Aus der Halde des verlassenen Bergwerks hat Regenwasser giftige Schwermetalle herausgewaschen, die den herumliegenden Müll orange färben. Anwohner des armen Township Kagiso holen sich dort Feuerholz. Eine Ziegelsteinfirma verarbeitet den Sand zu Steinen, die in Häusern später Gesundheitsschäden auslösen. "Die Radioaktivität in der Wohngegend der Gemeinde ist 15-mal so hoch wie zulässig", sagt die Aktivistin. "Experten haben es mit Tschernobyl verglichen."

Tödlicher Cocktail

Alle unterirdischen Bergwerke hier sind seit einem Jahrzehnt geschlossen. Saures Grubenwasser steigt schon seit 2002 an die Oberfläche, die früheren Eigentümer haben kein Wasser abgepumpt. Das Ergebnis ist dramatisch: Arsen, Kadmium, Uran, Zink, Kobalt und hohe Dosen von Magnesium und Eisen bilden einen giftigen Cocktail, der jegliches Tier- und Pflanzenleben im nahen Robinson-See tötet. In diesem See entspringt der Tweelopiespruit-Fluss, in den wiederum saures Wasser aus einem alten Ventilationsschacht der "West Rand"-Gold-und-Uran-Bergwerke sprudelt. Der "tote" Fluss schlängelt sich dann durch das Krugersdorp-Wildreservat in ein Weltnaturerbe und neue Wassersysteme. "Bei starkem Regen fließen 50 Millionen Liter saures Wasser täglich in den Fluss", sagt Liefferink.

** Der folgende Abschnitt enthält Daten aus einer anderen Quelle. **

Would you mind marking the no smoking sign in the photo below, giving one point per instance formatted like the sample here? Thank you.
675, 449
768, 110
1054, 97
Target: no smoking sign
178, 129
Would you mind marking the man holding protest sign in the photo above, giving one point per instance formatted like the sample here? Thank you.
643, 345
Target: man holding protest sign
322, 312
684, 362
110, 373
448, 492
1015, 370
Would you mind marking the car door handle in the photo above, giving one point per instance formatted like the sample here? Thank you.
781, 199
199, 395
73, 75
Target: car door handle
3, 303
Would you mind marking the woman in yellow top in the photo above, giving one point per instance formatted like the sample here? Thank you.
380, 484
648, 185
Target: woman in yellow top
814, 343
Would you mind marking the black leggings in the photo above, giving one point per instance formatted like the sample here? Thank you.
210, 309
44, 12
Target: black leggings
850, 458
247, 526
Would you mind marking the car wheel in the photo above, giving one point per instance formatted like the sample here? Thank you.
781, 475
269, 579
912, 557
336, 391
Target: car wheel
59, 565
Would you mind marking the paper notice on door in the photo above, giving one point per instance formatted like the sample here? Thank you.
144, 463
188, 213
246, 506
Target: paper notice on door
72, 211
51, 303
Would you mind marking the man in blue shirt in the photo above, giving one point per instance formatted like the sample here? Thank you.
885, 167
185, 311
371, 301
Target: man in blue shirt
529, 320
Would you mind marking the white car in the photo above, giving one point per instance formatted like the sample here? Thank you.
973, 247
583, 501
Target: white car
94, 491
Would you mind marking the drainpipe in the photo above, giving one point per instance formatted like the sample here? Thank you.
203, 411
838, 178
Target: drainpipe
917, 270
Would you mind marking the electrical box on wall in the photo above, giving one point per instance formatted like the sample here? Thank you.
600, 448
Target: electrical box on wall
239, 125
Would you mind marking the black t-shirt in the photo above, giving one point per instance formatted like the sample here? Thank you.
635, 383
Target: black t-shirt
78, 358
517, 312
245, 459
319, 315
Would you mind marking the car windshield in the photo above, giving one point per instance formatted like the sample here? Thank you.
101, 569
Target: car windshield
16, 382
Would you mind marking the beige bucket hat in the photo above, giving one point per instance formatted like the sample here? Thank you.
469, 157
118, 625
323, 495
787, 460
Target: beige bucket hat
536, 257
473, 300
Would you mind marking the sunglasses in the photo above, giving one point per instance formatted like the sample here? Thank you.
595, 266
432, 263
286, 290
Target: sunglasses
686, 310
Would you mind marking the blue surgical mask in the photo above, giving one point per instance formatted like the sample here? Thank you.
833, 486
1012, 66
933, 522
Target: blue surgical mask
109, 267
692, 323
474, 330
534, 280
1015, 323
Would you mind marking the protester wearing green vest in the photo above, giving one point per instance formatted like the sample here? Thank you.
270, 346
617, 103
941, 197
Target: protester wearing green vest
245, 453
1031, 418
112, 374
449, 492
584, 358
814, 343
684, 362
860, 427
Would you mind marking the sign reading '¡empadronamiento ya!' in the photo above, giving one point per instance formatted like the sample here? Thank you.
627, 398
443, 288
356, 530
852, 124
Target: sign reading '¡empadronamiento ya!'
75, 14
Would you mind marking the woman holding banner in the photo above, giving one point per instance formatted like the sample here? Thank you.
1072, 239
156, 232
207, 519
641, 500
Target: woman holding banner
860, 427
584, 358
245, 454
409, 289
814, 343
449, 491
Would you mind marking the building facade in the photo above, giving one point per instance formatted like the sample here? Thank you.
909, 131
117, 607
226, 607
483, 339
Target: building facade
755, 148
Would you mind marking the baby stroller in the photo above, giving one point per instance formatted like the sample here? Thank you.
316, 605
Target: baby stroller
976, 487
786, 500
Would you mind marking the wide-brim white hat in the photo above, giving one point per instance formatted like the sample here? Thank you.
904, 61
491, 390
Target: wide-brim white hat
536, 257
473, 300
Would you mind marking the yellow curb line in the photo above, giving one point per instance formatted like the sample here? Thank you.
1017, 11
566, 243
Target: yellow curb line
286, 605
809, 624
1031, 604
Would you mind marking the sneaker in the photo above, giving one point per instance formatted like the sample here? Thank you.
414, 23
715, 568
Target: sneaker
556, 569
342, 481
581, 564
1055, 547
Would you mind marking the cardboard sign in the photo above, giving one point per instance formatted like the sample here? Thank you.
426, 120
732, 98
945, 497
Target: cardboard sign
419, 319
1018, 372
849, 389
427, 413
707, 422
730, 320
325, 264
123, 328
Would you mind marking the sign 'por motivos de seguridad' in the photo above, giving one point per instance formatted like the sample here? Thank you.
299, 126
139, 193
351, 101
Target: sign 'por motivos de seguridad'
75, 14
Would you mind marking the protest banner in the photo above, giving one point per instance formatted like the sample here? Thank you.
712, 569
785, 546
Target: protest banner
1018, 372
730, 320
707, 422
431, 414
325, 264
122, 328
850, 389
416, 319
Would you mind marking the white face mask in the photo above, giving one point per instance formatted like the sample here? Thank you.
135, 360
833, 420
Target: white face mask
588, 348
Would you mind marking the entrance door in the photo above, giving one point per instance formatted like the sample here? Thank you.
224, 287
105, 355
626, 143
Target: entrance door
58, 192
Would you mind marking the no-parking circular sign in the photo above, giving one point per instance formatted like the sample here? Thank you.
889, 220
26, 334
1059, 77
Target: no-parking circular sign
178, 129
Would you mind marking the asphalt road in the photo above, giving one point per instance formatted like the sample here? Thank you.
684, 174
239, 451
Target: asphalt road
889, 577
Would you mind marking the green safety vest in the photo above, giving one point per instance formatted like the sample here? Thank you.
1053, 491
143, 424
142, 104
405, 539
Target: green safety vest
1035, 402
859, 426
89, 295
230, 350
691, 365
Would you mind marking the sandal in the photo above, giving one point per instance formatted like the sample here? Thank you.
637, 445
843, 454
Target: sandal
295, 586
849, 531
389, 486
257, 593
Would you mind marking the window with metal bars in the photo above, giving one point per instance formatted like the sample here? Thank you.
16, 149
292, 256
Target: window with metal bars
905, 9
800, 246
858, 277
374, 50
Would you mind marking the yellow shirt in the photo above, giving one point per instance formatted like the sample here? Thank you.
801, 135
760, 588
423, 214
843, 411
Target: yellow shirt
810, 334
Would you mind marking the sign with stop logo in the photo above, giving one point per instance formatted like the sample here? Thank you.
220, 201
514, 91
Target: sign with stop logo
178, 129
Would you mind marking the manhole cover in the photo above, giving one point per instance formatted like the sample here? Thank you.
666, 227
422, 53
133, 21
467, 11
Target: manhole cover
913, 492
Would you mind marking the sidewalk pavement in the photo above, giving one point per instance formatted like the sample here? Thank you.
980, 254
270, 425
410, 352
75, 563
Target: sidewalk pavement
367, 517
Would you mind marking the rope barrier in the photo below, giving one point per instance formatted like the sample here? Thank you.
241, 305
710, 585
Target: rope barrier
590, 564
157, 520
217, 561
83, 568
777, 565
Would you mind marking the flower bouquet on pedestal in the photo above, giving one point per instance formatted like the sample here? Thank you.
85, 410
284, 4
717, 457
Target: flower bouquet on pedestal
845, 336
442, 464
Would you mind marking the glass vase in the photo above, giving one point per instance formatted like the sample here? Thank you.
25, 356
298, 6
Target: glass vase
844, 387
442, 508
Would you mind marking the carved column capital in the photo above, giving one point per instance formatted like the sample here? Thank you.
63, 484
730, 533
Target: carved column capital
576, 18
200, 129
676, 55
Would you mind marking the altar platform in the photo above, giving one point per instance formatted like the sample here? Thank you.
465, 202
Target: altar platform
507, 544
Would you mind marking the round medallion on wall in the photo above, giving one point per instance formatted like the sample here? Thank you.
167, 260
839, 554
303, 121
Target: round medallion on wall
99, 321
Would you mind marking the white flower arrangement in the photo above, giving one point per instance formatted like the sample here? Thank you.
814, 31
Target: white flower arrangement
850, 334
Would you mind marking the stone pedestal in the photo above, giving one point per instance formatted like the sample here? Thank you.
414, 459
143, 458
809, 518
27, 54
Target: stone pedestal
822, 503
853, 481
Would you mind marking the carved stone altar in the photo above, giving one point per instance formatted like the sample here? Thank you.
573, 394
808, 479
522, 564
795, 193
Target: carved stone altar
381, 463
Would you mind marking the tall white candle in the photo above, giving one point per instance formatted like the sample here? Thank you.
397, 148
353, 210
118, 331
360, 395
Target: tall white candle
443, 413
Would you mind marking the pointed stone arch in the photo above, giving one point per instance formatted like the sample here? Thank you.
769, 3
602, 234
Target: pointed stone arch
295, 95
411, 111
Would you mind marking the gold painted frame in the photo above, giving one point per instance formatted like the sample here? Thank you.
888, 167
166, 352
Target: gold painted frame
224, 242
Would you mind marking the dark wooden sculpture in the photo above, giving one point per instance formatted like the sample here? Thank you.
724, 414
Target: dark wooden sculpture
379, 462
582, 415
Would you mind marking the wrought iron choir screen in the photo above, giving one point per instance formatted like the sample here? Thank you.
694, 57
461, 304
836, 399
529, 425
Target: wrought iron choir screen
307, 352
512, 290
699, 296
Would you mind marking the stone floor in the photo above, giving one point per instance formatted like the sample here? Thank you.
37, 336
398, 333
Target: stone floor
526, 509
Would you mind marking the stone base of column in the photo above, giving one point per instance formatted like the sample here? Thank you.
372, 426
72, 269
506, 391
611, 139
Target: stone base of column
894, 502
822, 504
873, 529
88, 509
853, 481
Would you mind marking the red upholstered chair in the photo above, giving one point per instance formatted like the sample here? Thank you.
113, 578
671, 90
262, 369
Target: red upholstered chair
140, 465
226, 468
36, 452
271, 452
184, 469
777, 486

Insgesamt gibt es in Südafrika 6.000 eigentümerlose und verlassene Minen, deren unterirdische Labyrinthe saure Fluten hervorbringen. Sie werden wohl zu 70 Prozent dem Staat und am Ende dem Steuerzahler überlassen bleiben, fürchtet Liefferink.

In Grootvlei leben die verbliebenen Arbeiter jetzt von Essenspaketen der Gewerkschaften. Horacio, der Mosambikaner, kam als armer Mann nach Südafrika und wird genauso arm in seine Heimat zurückkehren. Falls er jemals sein Geld zu sehen kriegt, mit dem er die Rückfahrt bezahlen könnte.